一人親方の必要経費とは?平均相場は?

「確定申告のとき、一人親方はいくらぐらい経費を申告できるの?」

事業所得が増えれば増えるほど納めなければならない所得税も増えていくので、出来る限り経費にして少しでも支払う税金を抑えたいという気持ちはあると思います。

 確定申告において経費を申告すれば、売上と相殺できるため、課税対象額を減らせます。

従って、経費を多く申請すればするほど、手元に残る金額は多くなります。

費やしたお金の全てを経費として、申請できるわけではありません。また、経費の申告額があまりにも不自然な場合には、税務署からチェックが入る可能性もあります。

経費が多過ぎても不自然に思われて税務署から調査が入る可能性もありますし、他の一人親方がどれくらいの金額を経費として計上しているのか気になるところです。

一人親方の経費の平均額

一人親方の経費の平均は「売上の3割〜5割程度」と言われています。

事業によってかかってくる経費は違うため、この数字にこだわる必要はありません。経費に上限はないため、認められれば金額に関わらず漏れなく経費として計上できます。
一人親方は仕事に必要な工具・建材の仕入れや、現場に向かうための交通費などが主な経費として挙げられますが、それらを規定に沿って整理していくと平均的にこの程度の割合に落ち着くようです。

また、確定申告の際に、経費申告額の上限は設けられていません。かかった費用は漏れなく経費として申請できますが、だからといって不自然な額だと、税務署からのチェックを受ける可能性があります。

もちろん、必要経費として認められれば5割以上でも認められる場合もありますし、あくまで目安として考えてください。

例えば、売上の8割もの額を経費として申請した場合には、不正な申告とみなされることもありますので、気を付けましょう。

一人親方にとっての経費

経費と言っても実にさまざまで、そもそもどんなものが経費として認められるか分からないという方も多いのではないでしょうか?

「経費」とは、仕事を行う上でかかった費用のことです。住宅を建てるために必要な木材や現場に移動するための交通費など、個人事業主が事業をする上で支払った商品やサービスの費用が、「経費」に該当します。

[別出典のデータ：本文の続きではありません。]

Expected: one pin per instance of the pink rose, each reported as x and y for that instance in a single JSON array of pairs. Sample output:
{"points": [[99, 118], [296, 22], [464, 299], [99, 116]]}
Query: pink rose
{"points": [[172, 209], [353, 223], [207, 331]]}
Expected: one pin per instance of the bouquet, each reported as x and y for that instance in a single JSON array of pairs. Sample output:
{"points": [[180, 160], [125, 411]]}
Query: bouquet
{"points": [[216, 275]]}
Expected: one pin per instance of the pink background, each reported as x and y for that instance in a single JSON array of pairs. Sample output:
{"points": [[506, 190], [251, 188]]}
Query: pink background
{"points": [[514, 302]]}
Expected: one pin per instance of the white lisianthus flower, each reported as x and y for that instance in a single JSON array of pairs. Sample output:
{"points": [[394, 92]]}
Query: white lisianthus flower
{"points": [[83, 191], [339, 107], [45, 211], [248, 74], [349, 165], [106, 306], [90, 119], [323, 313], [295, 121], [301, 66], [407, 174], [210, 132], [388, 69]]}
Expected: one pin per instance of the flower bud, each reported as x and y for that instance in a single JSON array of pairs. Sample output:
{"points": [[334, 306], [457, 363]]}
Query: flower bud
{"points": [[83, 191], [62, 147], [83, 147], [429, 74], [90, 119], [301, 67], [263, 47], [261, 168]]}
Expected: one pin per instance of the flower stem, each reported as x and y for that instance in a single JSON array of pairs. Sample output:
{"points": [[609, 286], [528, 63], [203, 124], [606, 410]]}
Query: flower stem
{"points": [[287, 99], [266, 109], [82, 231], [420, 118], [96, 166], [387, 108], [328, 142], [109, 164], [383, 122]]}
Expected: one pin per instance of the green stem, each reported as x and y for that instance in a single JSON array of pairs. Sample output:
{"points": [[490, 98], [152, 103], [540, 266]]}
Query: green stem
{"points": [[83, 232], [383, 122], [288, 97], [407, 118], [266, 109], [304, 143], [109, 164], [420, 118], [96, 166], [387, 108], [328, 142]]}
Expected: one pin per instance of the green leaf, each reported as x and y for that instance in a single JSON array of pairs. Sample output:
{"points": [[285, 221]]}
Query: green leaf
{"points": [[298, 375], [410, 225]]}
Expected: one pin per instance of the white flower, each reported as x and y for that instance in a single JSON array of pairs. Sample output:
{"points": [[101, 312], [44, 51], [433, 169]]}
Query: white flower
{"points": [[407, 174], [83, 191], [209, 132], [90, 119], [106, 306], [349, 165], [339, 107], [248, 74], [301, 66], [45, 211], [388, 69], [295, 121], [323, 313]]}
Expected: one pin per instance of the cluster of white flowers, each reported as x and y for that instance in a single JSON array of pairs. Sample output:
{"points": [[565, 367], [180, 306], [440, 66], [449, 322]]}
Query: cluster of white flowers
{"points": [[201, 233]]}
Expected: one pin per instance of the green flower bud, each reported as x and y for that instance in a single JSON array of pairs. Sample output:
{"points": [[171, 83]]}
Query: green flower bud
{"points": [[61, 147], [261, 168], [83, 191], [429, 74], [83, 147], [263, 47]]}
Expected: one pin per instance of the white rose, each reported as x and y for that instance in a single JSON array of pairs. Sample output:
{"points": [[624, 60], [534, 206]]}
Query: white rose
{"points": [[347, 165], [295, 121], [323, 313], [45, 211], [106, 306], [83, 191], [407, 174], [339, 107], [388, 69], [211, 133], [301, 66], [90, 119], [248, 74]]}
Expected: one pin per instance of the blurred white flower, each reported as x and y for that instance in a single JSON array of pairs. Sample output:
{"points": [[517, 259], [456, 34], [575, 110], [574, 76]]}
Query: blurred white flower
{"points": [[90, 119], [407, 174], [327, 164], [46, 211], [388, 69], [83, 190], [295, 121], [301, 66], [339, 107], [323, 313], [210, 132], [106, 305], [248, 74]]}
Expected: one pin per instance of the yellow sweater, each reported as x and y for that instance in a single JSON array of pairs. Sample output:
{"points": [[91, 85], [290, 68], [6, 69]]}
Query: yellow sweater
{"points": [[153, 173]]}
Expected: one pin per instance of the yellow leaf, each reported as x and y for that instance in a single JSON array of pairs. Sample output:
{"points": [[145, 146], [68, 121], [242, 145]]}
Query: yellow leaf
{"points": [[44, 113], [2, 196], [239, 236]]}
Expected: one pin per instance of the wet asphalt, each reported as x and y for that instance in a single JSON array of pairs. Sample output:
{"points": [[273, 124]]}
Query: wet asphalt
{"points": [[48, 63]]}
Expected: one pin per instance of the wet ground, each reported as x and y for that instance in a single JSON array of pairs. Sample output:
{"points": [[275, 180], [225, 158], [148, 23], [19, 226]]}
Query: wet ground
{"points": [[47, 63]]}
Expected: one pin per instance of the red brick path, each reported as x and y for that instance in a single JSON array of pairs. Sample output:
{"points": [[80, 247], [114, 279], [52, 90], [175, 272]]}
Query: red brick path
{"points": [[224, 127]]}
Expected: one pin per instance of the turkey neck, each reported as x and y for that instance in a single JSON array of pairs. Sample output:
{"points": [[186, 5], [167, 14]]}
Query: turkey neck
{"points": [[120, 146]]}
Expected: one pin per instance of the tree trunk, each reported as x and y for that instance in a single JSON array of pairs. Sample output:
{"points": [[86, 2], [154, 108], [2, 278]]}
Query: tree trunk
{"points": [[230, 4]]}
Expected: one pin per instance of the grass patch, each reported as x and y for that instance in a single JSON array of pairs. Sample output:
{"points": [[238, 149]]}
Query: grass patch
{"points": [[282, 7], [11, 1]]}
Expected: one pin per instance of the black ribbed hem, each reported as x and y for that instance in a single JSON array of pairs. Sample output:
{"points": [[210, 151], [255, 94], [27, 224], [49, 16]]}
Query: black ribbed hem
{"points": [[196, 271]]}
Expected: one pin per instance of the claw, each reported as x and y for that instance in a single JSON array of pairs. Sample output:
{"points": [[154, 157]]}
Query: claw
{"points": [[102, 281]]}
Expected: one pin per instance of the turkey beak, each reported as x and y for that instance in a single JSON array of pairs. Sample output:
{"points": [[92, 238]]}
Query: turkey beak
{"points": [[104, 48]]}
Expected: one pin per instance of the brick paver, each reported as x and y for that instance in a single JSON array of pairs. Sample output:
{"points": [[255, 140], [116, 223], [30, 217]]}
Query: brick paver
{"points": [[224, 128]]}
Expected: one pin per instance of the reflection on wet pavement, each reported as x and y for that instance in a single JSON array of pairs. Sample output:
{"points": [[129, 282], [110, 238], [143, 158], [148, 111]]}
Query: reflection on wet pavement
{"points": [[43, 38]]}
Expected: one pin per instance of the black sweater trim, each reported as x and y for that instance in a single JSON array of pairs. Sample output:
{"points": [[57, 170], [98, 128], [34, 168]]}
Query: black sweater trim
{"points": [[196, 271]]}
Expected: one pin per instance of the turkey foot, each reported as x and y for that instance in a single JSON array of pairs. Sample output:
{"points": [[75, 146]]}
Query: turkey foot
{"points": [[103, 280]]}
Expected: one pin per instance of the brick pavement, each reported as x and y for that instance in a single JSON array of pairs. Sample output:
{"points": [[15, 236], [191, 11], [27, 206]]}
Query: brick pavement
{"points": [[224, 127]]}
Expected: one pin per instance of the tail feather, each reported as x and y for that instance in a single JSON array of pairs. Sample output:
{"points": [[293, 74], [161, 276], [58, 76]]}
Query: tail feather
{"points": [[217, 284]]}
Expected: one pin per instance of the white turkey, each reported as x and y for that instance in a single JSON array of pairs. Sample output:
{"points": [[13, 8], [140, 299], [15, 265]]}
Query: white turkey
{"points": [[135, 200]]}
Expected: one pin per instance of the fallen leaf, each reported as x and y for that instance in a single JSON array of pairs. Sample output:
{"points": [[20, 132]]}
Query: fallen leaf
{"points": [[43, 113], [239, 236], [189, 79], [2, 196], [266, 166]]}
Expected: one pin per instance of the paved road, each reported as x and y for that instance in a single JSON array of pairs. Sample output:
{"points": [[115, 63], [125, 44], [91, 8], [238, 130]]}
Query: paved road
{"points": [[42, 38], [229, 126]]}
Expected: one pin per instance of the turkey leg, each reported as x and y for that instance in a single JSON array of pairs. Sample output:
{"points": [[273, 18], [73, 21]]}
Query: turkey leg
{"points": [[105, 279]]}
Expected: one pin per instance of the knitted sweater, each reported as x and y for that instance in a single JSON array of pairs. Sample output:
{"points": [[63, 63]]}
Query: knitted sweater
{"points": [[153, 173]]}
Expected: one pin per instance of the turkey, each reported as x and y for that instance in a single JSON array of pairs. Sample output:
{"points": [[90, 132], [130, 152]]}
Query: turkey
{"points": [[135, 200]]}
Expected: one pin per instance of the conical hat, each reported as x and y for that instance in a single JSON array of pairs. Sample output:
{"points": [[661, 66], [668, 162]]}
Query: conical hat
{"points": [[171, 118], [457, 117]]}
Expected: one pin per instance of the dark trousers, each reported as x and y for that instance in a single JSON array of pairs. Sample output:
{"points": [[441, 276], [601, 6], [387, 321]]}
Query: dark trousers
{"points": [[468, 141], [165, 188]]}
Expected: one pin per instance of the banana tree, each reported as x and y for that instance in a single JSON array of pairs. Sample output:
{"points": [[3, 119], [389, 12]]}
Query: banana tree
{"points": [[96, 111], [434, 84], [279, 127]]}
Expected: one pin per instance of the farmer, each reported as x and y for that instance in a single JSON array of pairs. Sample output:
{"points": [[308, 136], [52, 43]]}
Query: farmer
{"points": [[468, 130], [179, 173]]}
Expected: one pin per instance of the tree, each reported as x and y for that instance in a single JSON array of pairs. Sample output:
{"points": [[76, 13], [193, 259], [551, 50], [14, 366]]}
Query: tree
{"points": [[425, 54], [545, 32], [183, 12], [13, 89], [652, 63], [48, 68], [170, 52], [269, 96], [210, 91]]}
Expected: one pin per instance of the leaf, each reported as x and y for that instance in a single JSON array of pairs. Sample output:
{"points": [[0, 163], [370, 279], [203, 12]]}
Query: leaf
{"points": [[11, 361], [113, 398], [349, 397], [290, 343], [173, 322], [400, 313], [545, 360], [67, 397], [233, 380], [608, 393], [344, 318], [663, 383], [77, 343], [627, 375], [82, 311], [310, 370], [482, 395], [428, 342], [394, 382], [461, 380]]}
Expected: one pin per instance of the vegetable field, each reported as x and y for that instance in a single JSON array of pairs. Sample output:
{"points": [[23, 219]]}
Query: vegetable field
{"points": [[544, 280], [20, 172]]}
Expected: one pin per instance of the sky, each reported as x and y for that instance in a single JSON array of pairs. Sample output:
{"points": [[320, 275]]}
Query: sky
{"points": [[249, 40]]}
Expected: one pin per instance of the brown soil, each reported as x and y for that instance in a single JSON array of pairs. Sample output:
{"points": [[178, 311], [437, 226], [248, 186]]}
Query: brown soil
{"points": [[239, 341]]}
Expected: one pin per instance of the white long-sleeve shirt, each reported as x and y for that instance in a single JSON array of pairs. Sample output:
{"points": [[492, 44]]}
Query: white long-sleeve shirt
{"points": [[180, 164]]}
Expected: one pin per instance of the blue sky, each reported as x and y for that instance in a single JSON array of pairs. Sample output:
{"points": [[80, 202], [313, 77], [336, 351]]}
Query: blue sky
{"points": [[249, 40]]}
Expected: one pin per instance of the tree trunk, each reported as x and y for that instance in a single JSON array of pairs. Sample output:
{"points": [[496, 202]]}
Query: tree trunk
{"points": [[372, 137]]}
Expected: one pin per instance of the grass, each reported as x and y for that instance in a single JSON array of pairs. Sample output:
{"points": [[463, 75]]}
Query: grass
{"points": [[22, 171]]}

 確定申告では、売上から経費をマイナスした金額を「利益」として、所得を申告できます。経費を正確に計上して利益を小さくすると、節税につながるため、一人親方にとって経費を理解することは、売上を増やすことと同様に大切です。

一人親方が計上できる経費とは?

収入から差し引けるものを、正確には「必要経費」と言います。一人親方が計上できる経費には、次のようなものが考えられます。

地代家賃

事務所を借りたら、家賃の全額が経費計上できます。
自宅を事務所にする場合には、仕事に使っている面積や時間などを考慮して、家賃の一定割合を経費にします(「家事按分」と言います)。

水道光熱費・通信費

水道や電気、ガス料金、携帯やインターネットの料金も、「仕事用」ならば経費です。
自宅兼事務所の場合には、これらにも「家事按分」の考え方が適用されます。

車両費

仕事で使う自動車のガソリン代、車検費用、修理代などは経費になります。

接待交際費

仕事の打ち合わせを兼ねた食事代や喫茶店での支払いは、立派な経費です。
「接待ゴルフ」のゴルフ場利用料、中元や歳暮の費用など、仕事上の取引を円滑にするための費用も、経費で落とせるのです。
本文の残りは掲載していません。